“I shall be so frightened,” she went on, “in a cab all alone! Please see me home, if only to the door!”
“All right,” said Boy resolutely. “I’ll come!”
He assisted her into the hansom with the greatest tenderness, and carefully tucked her pretty skirts about her tiny feet,—oh! what charming skirts, all soft and silken and frilled and rustling, like the leaves of fringed French poppies!
“What address?” he inquired.
She gave him a number and street near Sloane Square, and he, confiding the same to the cabman, sprang in beside her, and they rattled away together through the streets, Boy delighted with the adventure and the pleasure of being chosen as the protector and cavalier of so fascinating a being as his companion.
“Isn’t this fun?” she said, her eyes sparkling like jewels in the light reflected from the cab lamps. “I feel so safe now! You ought to know my name, I think. Shall I tell you?”
“If you don’t mind,” answered Boy, still troubled by a tendency to blush at his own temerity—“I should like to know it, so that I might remember it—and you—always!”
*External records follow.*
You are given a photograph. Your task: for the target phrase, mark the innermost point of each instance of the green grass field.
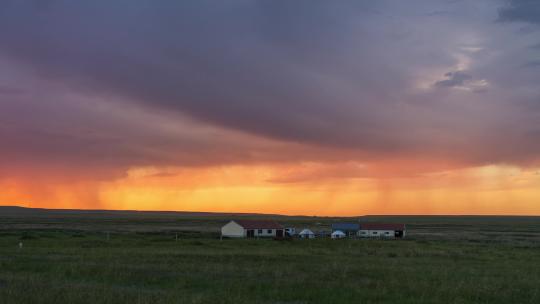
(493, 260)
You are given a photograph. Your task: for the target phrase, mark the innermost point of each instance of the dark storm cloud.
(521, 10)
(532, 64)
(340, 75)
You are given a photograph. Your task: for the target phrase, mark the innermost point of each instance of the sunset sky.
(290, 107)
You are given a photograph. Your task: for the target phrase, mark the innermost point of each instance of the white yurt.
(338, 234)
(306, 234)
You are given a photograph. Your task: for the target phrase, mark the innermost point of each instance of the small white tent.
(338, 234)
(306, 234)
This was a fairly good hit, and was promptly responded to on the part of the fair one, by a modest droop of the head and tender side glance.
“How sweet of you to say—that!” she murmured, “but I am afraid you will soon forget. My name is Lenore de Gramont. I am the only daughter of a French nobleman, the Marquis de Gramont.”
Boy blushed more hotly than ever. What a position for him! Here he was, in a hansom cab, with the daughter of a French Marquis! He did not know whether he ought to be proud or humiliated!